Кого я пытался защитить этой стеной? Себя от него или его от меня? Или же я пытался заслониться от всех вообще? В том числе и от тех смутных ощущений, которые поселились в душе. И именно там, да, где-то в то время случился переломный момент, и я сознательно начал культивировать в себе ненависть, подменяя ею страх.
Кажется, что у меня в руках сейчас какой-то грязный клубок, который нужно размотать, раскрутить, распутать, чтобы, наконец, понять себя. И я даже почти вижу, почти знаю, за что нужно потянуть. Но я не хочу этого делать. Нет. Не сейчас. Сейчас с меня хватит и того, что уже вспомнил.
Тем более, что мы уже подъезжаем к универу.
— Ну вот, двадцать минут до пар. Я же говорил, что успеем! — улыбается довольный Касуми.
Я благодарно киваю и вспоминаю о сотовом. Глянув на него и заметив семь пропущенных вызовов от Каматы, запоздало соображаю, что, зарядив в гостинице телефон, вырубил звук. А Камата, значит, названивал. Кот, наверное, что-нибудь учудил.
Жму на вызов. Камата почти сразу берёт трубку и тут же начинает орать:
— Ты, блин, дебел полоротый! То недоступен, то трубку не берёшь. Охренел совсем?!
— Кончай орать. Что случилось?
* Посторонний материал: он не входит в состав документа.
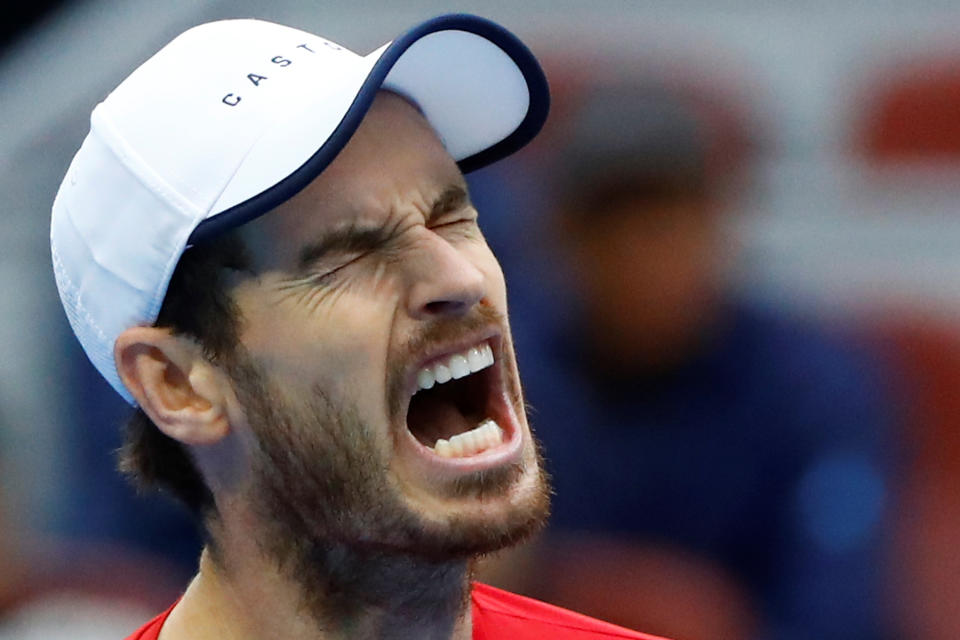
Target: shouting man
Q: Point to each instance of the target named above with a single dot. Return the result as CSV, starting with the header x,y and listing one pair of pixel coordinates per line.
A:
x,y
266,245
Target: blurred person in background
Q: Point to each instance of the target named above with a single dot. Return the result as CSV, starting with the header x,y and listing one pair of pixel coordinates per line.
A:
x,y
719,466
53,589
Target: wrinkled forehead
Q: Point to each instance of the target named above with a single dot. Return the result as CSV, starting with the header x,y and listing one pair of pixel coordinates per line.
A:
x,y
395,160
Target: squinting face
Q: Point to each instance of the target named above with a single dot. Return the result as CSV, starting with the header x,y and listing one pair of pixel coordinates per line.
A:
x,y
377,372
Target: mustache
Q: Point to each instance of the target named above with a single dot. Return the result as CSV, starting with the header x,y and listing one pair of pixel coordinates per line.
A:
x,y
437,331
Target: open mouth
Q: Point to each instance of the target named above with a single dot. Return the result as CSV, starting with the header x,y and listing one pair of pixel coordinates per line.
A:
x,y
455,410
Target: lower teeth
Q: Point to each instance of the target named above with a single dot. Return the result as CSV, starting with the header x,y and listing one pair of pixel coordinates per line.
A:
x,y
485,436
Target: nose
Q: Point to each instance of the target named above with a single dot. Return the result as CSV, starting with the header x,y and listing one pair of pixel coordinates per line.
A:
x,y
444,282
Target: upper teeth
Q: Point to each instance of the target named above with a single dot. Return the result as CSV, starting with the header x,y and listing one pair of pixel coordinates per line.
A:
x,y
455,366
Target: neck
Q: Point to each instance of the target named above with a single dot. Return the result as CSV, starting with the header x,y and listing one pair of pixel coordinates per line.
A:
x,y
326,592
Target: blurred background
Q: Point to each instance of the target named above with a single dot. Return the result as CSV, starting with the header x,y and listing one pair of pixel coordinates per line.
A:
x,y
733,261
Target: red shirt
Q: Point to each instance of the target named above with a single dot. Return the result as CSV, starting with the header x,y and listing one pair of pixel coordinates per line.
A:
x,y
500,615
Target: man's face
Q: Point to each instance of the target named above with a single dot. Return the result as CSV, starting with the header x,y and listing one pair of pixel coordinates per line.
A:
x,y
373,283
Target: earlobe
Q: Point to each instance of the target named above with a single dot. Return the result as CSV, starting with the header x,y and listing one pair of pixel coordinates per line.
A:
x,y
174,384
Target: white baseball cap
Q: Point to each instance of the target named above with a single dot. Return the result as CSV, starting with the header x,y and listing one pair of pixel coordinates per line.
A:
x,y
234,117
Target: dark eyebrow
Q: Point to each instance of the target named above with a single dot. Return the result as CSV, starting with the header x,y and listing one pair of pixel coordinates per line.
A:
x,y
453,197
357,238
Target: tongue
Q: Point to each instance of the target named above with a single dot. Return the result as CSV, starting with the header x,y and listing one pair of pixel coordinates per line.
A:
x,y
429,421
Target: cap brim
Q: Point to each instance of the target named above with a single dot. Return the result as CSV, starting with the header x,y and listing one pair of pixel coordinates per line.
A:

С котом что-то?
— С котом твоим всё нормально, он сейчас у Араки. А вот тебе я не завидую.
— Да что стряслось-то?
— Ты в универе сегодня появишься?
— Да я уже у ворот.
— Тогда дуй скорее сюда. Здесь и расскажу всё.
Ничего не понимая, по-быстрому прощаюсь с Касуми и, схватив вещи, бегу к главному корпусу.
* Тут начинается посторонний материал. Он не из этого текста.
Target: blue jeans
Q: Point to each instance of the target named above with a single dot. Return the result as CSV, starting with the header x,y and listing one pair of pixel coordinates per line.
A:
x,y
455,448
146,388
========== 2. Асакава: Переезд ==========
Прошло уже два дня с того момента, как мы с Хиро вернулись в Токио. И с тех пор я его не видел.
В понедельник я думал пригласить Хиро поужинать где-нибудь, но не застал того после пар и поехал к дяде. Вчера, во вторник, я снова попытался выловить Хиро и на большой перемене, и после занятий, но снова безрезультатно. На сообщения в «Твиттере» и «Лайне» Хиро не отвечал, а номера его телефона у меня по-прежнему не было, поэтому, с тревогой начиная думать, что он меня нарочно избегает, отправился к нему на квартиру. И, простояв под дверью минут двадцать, узнал от соседа, что Хиро в понедельник вечером съехал оттуда.